Around 600 full-time staff at JBS Australia’s Dinmore beef processing plant, in Queensland, will no longer have work, as the company scales back operations “for the foreseeable future”.

JBS has cited a range of issues impacting livestock supply as well as market conditions amid the COVID-19 environment for the Dinmore scaled-back operation, which closed for a fortnight in late August.

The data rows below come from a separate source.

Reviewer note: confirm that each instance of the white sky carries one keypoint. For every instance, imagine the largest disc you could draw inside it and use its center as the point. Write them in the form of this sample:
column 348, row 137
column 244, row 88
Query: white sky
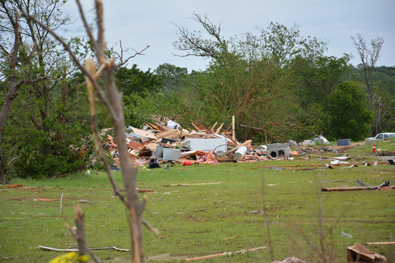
column 141, row 22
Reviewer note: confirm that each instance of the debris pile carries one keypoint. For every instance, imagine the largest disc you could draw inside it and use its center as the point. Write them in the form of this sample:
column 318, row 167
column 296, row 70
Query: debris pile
column 164, row 144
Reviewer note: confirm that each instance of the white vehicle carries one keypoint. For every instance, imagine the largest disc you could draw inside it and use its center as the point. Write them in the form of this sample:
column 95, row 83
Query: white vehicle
column 382, row 136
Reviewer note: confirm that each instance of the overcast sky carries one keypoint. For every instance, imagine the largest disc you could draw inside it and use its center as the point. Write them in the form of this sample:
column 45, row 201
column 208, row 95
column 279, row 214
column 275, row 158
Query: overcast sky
column 150, row 22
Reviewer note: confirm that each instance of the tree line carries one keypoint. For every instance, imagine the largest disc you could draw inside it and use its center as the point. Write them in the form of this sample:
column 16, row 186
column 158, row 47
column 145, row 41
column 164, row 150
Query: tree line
column 278, row 84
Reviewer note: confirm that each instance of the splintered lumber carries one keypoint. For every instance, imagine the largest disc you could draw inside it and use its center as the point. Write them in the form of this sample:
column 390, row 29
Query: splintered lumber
column 143, row 133
column 167, row 134
column 219, row 128
column 212, row 127
column 140, row 190
column 76, row 249
column 11, row 186
column 134, row 145
column 380, row 243
column 224, row 254
column 195, row 184
column 306, row 165
column 355, row 188
column 246, row 142
column 196, row 127
column 230, row 137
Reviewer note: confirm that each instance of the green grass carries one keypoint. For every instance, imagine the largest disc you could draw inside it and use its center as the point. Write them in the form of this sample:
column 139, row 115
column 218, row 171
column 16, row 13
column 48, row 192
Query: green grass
column 202, row 218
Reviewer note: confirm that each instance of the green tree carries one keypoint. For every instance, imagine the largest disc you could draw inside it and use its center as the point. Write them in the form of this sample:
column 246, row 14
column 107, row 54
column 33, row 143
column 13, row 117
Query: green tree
column 319, row 77
column 45, row 129
column 250, row 77
column 347, row 108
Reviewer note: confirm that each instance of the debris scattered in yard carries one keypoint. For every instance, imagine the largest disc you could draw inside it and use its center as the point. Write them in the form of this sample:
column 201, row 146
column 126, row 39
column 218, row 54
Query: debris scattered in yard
column 224, row 254
column 159, row 145
column 363, row 186
column 76, row 249
column 360, row 254
column 290, row 260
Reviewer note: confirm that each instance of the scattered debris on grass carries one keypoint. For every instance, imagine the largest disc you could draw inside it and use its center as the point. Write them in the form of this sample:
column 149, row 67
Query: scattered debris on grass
column 76, row 249
column 359, row 254
column 380, row 243
column 224, row 254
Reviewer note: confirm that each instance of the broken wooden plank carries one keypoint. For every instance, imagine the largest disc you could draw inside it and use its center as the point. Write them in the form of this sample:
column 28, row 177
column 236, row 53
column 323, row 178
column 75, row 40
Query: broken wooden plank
column 230, row 138
column 195, row 184
column 142, row 133
column 380, row 243
column 196, row 127
column 219, row 128
column 140, row 190
column 355, row 188
column 167, row 134
column 11, row 186
column 212, row 127
column 134, row 145
column 224, row 254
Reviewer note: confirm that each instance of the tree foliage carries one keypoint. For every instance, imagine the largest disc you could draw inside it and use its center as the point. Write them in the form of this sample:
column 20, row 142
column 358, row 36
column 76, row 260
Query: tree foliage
column 46, row 130
column 348, row 114
column 250, row 77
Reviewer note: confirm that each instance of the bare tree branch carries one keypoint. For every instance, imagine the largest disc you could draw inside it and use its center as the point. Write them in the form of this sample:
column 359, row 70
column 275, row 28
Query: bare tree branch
column 75, row 59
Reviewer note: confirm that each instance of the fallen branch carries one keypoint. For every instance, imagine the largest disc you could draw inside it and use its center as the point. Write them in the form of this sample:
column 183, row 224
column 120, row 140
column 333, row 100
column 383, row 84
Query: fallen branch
column 380, row 243
column 76, row 249
column 224, row 254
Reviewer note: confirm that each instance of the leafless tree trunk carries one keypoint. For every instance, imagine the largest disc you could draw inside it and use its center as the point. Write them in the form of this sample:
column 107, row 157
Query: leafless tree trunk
column 369, row 57
column 113, row 102
column 14, row 84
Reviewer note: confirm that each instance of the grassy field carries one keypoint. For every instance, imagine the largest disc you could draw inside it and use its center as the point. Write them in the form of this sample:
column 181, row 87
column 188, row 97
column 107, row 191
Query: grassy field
column 203, row 217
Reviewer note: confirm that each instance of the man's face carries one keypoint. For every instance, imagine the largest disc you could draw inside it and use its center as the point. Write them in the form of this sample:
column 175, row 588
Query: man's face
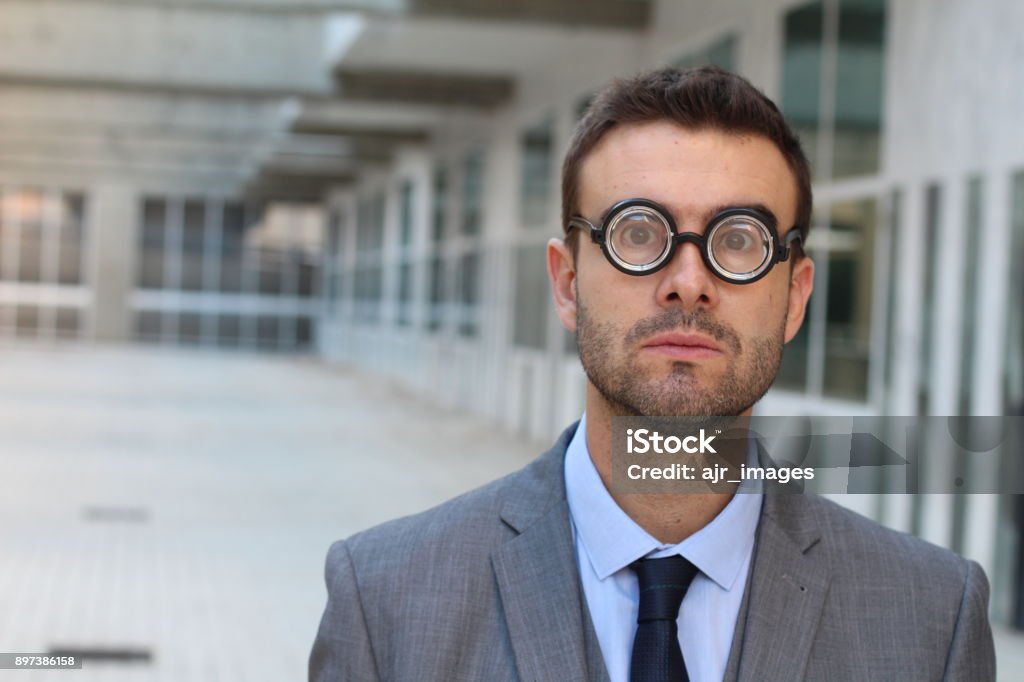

“The market conditions mean there will be no work for around 600 full time jobs for the foreseeable future,” JBS Australia CEO Brent Eastwood said in his statement.

“However, the difficult but necessary action we’ve taken allows us to preserve a further 1150 full time jobs during this challenging period, while protecting the long-term future of our Dinmore facility and our other Queensland beef processing operations.”

"This is not a decision we have arrived at lightly. Already facing a severe livestock supply shortage following an extended period of drought, the COVID-19 crisis has significantly impacted the Dinmore business. The situation has been further exacerbated by the market inequity created by the Federal Government’s JobKeeper Program."

According to the The Australian Financial Review, the Dinmore facility is the largest meat processing site in the southern hemisphere, and pays $141 million in salaries and $18 million in payroll tax each year.

Eastwood said JBS was in the process of "engaging directly with our workers, alongside the relevant Unions with coverage on site, regarding the impact of the decision and we thank them for their constructive approach to those discussions which are continuing".

In Queensland, JBS has meat processing facilities in Townsville and Rockhampton, and are also facing financial strain.

Australian Meat Industry Council CEO Patrick Hutchinson told Food & Drink Business that the meat processing industry has some of the most expensive processing costs in the world.

"We continue to work with state and federal government/s on a range of measures that tackle our key input pains including regulatory costs and energy," said Hutchinson.

"So, in order to continue to pay record prices for cattle and pay record wages for staff (in comparable jobs in comparable countries globally) we continue to require strategic investment. This also goes to assistance in opening up trade as well as looking at efficiency dividends through research.

"Also, this in turn assists our upstream supply chain members including wholesalers and independent retail butchers, as well as farmer. Helping our industry helps the whole supply chain."

The red meat industry has continued to show its resilience, said Hutchinson, with a 30 per cent increase in domestic consumption of meat during the first national lockdown.

The latest State of the Industry report from Meat & Livestock Australia, released last week, also highlighted the industry's resilience during a challenging year, and found in 2018-19, domestic and export sales of red meat totalled $28.5 billion.